Das Hotelzimmer ist stickig und die Fenster sind nicht zu öffnen. Tischlampenlicht vom Nachttisch. Gleich Abendausgang. Duschen gehen, Rückzug, singen… Frische Kleider anziehen mit laufendem Fernseher. Sich im Spiegel nochmal zusammenfassen, auf die Uhr schauen, das Zimmer anschauen. Das Bett nochmal testen, Die Decke anstarren … Aufstehen, alles in die Hand nehmen, das Licht nicht vergessen.
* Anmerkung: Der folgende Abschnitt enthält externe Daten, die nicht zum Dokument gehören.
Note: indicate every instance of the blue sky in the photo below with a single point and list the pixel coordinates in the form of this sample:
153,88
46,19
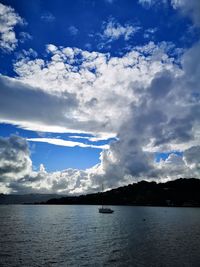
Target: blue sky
98,91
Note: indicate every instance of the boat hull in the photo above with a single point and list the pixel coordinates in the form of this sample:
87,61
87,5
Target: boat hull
105,210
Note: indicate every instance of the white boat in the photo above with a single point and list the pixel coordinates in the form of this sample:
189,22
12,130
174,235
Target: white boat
103,209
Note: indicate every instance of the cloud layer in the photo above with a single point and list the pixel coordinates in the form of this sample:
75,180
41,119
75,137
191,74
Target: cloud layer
149,99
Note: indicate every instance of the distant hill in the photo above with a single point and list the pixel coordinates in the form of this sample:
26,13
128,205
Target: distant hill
181,192
27,198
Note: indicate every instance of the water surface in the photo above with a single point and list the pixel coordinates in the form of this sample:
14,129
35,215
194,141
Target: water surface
80,236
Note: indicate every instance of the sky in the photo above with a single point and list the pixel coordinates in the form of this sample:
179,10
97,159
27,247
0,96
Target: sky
94,92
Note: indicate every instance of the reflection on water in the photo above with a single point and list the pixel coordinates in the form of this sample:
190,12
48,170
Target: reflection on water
81,236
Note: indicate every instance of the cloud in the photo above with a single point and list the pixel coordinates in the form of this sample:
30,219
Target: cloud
14,159
22,103
17,175
144,98
61,142
8,20
114,30
73,30
24,36
48,17
99,86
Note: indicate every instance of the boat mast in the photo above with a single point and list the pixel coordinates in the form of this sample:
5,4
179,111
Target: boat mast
102,195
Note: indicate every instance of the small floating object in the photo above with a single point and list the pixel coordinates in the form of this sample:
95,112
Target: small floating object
105,210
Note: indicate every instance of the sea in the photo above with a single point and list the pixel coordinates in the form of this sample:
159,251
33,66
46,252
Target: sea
78,235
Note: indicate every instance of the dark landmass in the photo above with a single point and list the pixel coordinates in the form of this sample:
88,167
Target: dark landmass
181,193
26,198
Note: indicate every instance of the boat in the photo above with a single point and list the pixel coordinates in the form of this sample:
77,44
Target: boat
104,209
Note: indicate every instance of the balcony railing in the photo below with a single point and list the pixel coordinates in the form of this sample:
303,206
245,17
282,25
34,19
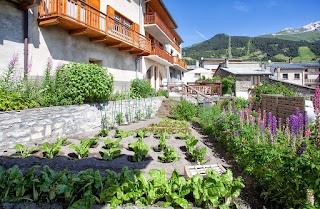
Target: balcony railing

Zur Tischlampe greifen, sie kurz hochhalten und kraftvoll auf dem Rand des Nachttischs zerschlagen. Der Boden empfängt sie reglos. Gehen, Tür schliessen... Im Aufzug warten, oder im Spiegel Grimassen machen. Tür auf, Eingangshalle. Vor der Rezeption, am Boden, liegt eine zerbogene, kaputte Tischlampe.

Ein paar Tage später, Zeitplan gemäss, bewegte sich das Flugzeug zur Startpiste. Beschleunigung, abheben. Die lange Kiste kratzt eine herrliche Kurve. Im Rahmen des drucksicheren Bullauges fliessen die Flächen vorbei. Das Ding verliert seine Schwerkraft als sie sich dem Körper im Überdruck erkennbar macht. Es bleibt eine unerschwingliche Organisation von Flächen deren Ausdruck immer vorhanden sein könnte und die keinem gehören. Die Maschinen verschlingen die Luft, die Flächen wölben sich. Die phantastische klare Sicht verwüstet die Wahrscheinlichkeit des Bildes.